March 18, 2008
For Immediate Release
CAMPBELLSVILLE UNIVERSITY HOSTS FUNDRAISER TO FIGHT CANCER; OVER 70 PEOPLE SHAVE HEADS
By Rachel Crenshaw, student news writer
CAMPBELLSVILLE, Ky. -- More than 70 people went bald and beautiful for the sake of cancer research at the first St. Baldrick’s event ever at Campbellsville University Saturday, March 15 in the Powell Athletic Center. The men, women and children who shaved their heads helped to raise over $50,000 for St. Baldrick’s Foundation, an organization that raises awareness and funds to cure youngsters’ cancer by supporting cancer research and fellowship.
The event, chaired by Donna Wise, whose grandson, Carter, has been diagnosed with cancer, exceeded its goal of only having 25 sponsored people go bald with a target of $20,000. There were over 70 people, including women with long hair and men who had little hair to begin with, who were shaved by about 20 local barbers with about 25 persons volunteering to help with the cause. “I am extremely proud of the efforts brought forth by the community that helped to support St. Baldrick’s Foundation,” Wise said as she opened the event.
Wise is chair of the human performance department at CU and former Lady Tiger basketball coach. Wise’s grandson, who is the son of Max Wise, assistant professor of political science at CU, was one of several children who had fought or are still fighting cancer present at the event. Carter, who is 11 months old, was diagnosed with neuroblastoma and is now finishing up the last of his cancer treatments.
He went bald at the event along with his father, Max. “In life we are all dealt a hand of cards,” said Max Wise before the shaving commenced, “and in the game of cancer it goes from bad, awful, to worst. However, my cards represent my wife and kids, and I’m not going to turn my family in. “We didn’t isolate ourselves when cancer struck, we started to fight. So I want to thank all those who are helping in the fight against cancer whether you donated $1 or $1,000.” Another child who has been fighting cancer in the community is Brook Johnson of Greensburg, Ky., who is the 20-month-old daughter of Brian and Missy Johnson.
Brook was diagnosed with a brain tumor and is receiving six months worth of radiation treatment from St. Jude Children’s Hospital in Memphis, Tenn. Brenda Allen, mayor of the City of Campbellsville, and Eddie Rogers, Taylor County judge executive, presented a proclamation in honor of the fundraiser. Several items were sold in a silent auction at the event including a basket of Webkinz® and numerous items from Merle Norman.
Greg Gribbins, radio announcer for 99.9, the Big Dawg, who was the spokesperson for the event, announced the auction’s progression.

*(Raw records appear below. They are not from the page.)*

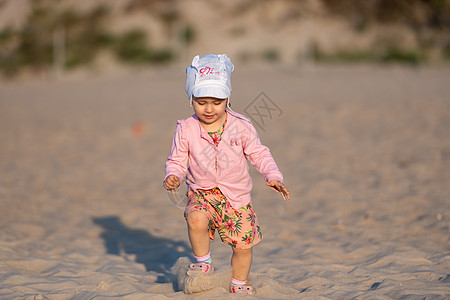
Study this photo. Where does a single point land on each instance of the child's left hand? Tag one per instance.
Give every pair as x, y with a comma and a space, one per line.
276, 185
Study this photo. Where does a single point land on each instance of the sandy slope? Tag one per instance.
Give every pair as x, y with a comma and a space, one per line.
365, 152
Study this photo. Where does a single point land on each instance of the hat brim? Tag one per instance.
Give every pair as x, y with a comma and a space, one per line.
211, 91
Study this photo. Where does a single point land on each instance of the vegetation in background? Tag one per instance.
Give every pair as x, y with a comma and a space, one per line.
85, 36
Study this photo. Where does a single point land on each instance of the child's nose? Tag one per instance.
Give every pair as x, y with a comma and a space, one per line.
209, 107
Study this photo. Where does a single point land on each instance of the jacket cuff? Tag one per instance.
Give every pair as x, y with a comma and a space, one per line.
179, 175
274, 177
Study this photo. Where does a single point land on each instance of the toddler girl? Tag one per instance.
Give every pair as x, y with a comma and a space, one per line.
216, 143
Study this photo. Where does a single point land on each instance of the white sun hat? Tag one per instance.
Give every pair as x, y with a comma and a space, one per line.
209, 76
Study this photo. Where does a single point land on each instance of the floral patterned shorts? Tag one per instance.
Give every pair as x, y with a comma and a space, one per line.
238, 228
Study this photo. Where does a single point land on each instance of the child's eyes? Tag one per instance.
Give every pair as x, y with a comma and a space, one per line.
215, 103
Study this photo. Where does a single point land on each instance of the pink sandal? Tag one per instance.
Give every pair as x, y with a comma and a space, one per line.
242, 289
202, 267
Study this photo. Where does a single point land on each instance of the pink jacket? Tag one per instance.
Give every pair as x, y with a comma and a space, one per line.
193, 146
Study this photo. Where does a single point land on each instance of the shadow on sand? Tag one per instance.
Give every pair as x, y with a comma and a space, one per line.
155, 253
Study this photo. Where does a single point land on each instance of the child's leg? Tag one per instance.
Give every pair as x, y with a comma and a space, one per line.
198, 232
241, 261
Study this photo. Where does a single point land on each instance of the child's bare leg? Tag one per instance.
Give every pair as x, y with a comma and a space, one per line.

Stylists from throughout the community volunteered to do the shaving including employees from Salons 434 and 121 and Fantastic Sams.
A number of CU sport teams participated in the event as well. Members of the football, wrestling and baseball teams waited for their turn with the stylists. “It feels good to participate in something that has such a noble cause,” said Jody Graham, associate director of CU’s FIRST CLASS, who was among several of the faculty members who went bald. “However, I was a little concerned when I realized half my hair was gray.” Max Wise had some concerns as well after rubbing his newly shaven head. “I sure am glad summer is on its way bringing in the warm weather,” he said after commenting on how overwhelmed he was at the tremendous amount of support shown by the community and campus. Several other students from campus shaved their heads in support of the cause including Katie Irwin of Center, Ky. Irwin, babysitter for Carter and Jackson Wise, and their sister, Grayson, agreed to shave off her locks when asked by four-year-old Grayson who wanted to shave her head in support of her younger brother. “Bald fever was in the air,” said Kenton Hallinan, a CU student from Louisville, Ky., who raised $68 on the spot to shave off several inches of his hair after being inspired by all who were willing to participate.
“This has been a wonderful event that is supporting a wonderful cause,” said Dr. Michael V. Carter, president of Campbellsville University. “It is tremendously encouraging to see such a large amount of participation by our community and campus.” To learn more about St. Baldrick’s Foundation visit the Web site at www.stbaldricks.org.Campbellsville University is a private, comprehensive institution located in South Central Kentucky. Founded in 1906, Campbellsville University is affiliated with the Kentucky Baptist Convention and has an enrollment of 2,405 students who represent 98 Kentucky counties, 25 states and 29 foreign nations. Listed in U.S.News & World Report’s 2008 “America’s Best Colleges,” CU is ranked 22nd in “Best Baccalaureate Colleges” in the South and eighth in the South for “Great Schools, Great Prices.” CU has been ranked 15 consecutive years with U.S.News & World Report. The university has also been named to America’s Best Christian Colleges®. Campbellsville University is located 82 miles southwest of Lexington, Ky., and 80 miles southeast of Louisville, Ky. Dr. Michael V. Carter is in his ninth year as president.